Thank you in advance!

Maiia

Nov 27, 2023

•

edited Nov 27, 2023

@metalwhale
Hello, it's just normal SentenceTransformers fine-tuning, I have marked up pairs of phrases with labels (so phrase1, phrase2, label) where "label" can be either "pos" or "neg"

title_df = pl.DataFrame({
    "title 1": [el[0] for el in dedup_negatives] + [el[0] for el in hard_positives],
    'title 2': [el[1] for el in dedup_negatives] + [el[1] for el in hard_positives],
    'label': ['neg'] * len(dedup_negatives) + ['pos'] * len(hard_positives)
})

for _ in range(5):
    title_df = title_df.sample(fraction=1, shuffle=True)
train_df, val_df = train_test_split(title_df, random_state=42,
                                    test_size=0.1,
                                    stratify=title_df['label'].to_list())
train_examples = []
for row in train_df.iter_rows(named=True):
    train_examples.append(
        InputExample(texts=[row['title 1'], row['title 2']],
                     label=torch.tensor(1 if row['label'] == 'pos' else 0).to(torch.float32))
    )
train_dataloader = DataLoader(train_examples, shuffle=True, batch_size=16)
train_loss = losses.CosineSimilarityLoss(model)
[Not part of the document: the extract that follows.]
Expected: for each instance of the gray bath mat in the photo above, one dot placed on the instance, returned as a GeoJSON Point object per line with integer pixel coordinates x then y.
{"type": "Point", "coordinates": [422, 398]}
sentences1 = val_df['title 1'].to_list()
sentences2 = val_df['title 2'].to_list()
scores = [torch.tensor(1 if el == 'pos' else 0).to(torch.float32) for el in val_df['label'].to_list()]

evaluator = EmbeddingSimilarityEvaluator(sentences1, sentences2, scores)

model.fit(train_objectives=[(train_dataloader, train_loss)], epochs=1,
          warmup_steps=len(train_dataloader)//10,
          evaluator=evaluator, evaluation_steps=len(train_dataloader)//10)

Maiia

Nov 27, 2023

@metalwhale I hope it helps, here is the documentation: https://www.sbert.net/docs/training/overview.html

metalwhale

Nov 27, 2023

@Maiia thank you so much for your kind help. I really appreciate it!